(Reuters) - General Electric Co (GE.N) is selling a part of its stake in oilfield services provider Baker Hughes (BHGE.N), the U.S. industrial conglomerate said on Tuesday, its latest move to raise cash and repay debt.
GE, which bought Baker Hughes in July 2017, has been selling off assets and cutting costs to lower its debt and focus on its core businesses of jet engines, power plants and renewable energy.
The Baker Hughes transaction comes a day after GE Chief Executive Officer Larry Culp said the company would sell assets with “urgency” to reduce its high debt.
“Earlier this year we announced our intent to pursue an orderly separation from Baker Hughes,” Culp said in a statement. “The agreements announced today accelerate that plan in a manner that mutually benefits both companies and their shareholders.”
GE said in June it would sell its stake in Baker Hughes over the next two to three years.

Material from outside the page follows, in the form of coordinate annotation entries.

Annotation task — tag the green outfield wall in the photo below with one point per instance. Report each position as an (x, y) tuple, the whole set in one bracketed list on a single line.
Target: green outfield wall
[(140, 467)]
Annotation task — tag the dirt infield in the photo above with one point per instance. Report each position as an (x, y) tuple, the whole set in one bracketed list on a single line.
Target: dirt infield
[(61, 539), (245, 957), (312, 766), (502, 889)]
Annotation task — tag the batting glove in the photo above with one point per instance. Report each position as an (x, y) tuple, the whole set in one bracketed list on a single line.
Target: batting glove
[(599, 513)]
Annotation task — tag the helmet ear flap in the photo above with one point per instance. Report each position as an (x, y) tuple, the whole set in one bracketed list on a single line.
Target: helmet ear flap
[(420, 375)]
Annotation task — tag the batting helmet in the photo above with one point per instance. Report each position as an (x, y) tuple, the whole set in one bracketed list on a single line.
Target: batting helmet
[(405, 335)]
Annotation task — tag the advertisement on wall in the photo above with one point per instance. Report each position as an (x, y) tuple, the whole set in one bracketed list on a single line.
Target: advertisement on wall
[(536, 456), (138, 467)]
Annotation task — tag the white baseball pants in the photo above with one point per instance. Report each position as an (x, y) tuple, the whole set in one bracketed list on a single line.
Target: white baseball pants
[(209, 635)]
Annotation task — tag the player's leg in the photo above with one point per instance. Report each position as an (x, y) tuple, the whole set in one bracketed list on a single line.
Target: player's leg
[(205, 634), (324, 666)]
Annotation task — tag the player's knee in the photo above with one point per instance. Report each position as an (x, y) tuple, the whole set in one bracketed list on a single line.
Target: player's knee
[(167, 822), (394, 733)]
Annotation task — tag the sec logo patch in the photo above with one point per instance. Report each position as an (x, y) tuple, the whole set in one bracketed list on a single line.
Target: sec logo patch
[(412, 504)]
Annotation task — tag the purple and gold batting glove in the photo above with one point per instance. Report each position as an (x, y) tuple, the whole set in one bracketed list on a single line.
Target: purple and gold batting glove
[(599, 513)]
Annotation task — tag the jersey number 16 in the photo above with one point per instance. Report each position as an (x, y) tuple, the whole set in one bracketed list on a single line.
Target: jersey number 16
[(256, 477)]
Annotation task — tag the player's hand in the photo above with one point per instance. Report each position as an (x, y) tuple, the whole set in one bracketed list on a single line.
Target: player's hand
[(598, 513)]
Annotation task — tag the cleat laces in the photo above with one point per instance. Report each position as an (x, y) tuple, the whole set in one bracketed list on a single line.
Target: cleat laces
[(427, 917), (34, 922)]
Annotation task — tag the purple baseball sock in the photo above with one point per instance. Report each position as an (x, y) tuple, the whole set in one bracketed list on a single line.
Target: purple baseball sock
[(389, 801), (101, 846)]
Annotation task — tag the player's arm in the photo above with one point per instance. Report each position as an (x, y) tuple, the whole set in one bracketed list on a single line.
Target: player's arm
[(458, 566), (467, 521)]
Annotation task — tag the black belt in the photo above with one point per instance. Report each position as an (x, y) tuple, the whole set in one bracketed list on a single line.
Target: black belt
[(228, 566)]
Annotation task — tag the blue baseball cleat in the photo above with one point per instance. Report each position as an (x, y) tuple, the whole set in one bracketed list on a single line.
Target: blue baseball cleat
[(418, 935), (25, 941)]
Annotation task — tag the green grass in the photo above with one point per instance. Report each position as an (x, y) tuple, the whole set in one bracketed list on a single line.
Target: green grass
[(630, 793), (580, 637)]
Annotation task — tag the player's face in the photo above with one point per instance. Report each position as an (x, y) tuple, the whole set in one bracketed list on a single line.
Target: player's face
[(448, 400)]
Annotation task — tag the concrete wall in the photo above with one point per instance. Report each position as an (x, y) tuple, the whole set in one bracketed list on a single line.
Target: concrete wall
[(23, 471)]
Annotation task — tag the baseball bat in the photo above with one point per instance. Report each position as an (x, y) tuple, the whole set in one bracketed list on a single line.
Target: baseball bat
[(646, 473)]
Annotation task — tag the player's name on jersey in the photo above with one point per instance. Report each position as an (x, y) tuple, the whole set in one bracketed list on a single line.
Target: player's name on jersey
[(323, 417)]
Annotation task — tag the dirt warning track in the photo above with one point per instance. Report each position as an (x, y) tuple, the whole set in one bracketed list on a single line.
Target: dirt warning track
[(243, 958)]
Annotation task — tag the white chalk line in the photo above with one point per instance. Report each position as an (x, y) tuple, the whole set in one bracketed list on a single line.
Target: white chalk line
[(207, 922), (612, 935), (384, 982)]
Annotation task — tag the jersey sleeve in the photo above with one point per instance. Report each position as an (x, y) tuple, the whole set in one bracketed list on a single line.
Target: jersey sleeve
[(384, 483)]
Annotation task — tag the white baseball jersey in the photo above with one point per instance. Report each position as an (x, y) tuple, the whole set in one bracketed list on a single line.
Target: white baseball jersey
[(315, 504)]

The stake sale comes at a time when Baker Hughes is starting to see the benefits of an improving oil market, which helped it post a third-quarter adjusted profit in October.

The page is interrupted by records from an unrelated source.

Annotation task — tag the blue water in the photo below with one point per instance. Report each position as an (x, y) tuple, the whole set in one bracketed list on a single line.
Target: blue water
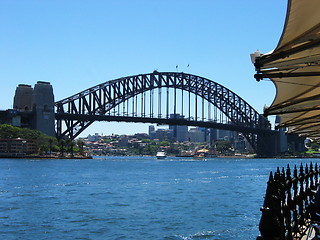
[(134, 198)]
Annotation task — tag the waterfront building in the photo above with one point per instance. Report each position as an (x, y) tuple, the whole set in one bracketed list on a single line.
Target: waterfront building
[(17, 147), (196, 135), (162, 134)]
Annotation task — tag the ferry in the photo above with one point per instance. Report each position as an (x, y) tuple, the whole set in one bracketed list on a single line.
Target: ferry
[(161, 155)]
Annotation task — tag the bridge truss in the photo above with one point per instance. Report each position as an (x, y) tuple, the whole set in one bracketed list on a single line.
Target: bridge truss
[(160, 97)]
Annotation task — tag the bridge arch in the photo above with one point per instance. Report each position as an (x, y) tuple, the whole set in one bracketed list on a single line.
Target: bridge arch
[(99, 103)]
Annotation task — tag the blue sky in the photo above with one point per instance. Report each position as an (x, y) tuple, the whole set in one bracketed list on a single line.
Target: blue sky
[(76, 44)]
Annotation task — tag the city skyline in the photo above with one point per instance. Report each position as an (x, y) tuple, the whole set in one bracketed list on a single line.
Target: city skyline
[(75, 45)]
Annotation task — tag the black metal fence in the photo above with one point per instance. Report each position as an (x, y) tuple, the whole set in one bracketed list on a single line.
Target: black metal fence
[(287, 204)]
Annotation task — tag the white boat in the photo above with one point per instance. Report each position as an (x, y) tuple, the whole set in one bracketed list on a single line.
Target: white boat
[(161, 155)]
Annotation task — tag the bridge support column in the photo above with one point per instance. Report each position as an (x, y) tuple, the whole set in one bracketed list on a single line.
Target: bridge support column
[(267, 144), (43, 107)]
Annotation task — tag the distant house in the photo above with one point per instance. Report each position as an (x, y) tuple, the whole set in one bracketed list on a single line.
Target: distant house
[(17, 147)]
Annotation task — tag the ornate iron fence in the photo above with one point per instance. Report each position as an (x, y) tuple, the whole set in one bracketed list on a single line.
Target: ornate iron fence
[(287, 204)]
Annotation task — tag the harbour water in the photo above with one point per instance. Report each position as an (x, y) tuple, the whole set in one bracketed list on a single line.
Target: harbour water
[(134, 198)]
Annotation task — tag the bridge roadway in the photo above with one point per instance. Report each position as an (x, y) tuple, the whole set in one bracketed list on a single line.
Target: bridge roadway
[(163, 98)]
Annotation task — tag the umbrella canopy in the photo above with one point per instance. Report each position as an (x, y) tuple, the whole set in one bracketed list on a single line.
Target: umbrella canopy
[(294, 68)]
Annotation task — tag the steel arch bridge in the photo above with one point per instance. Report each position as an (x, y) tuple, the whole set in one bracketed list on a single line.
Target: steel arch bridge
[(160, 97)]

The company had also said it was optimistic about the near future. Oil prices hit highs of about $85 a barrel earlier this year and production in North America has risen to record levels.
As part of the deal, Baker Hughes will buy back another part of GE’s stake. GE, which currently owns 62.2 percent of the company, will have the option to sell more Baker Hughes shares after the expiration of a 180-day lock-up period.
The transactions are expected to maintain GE’s stake in Baker Hughes above 50 percent, the companies said in a statement.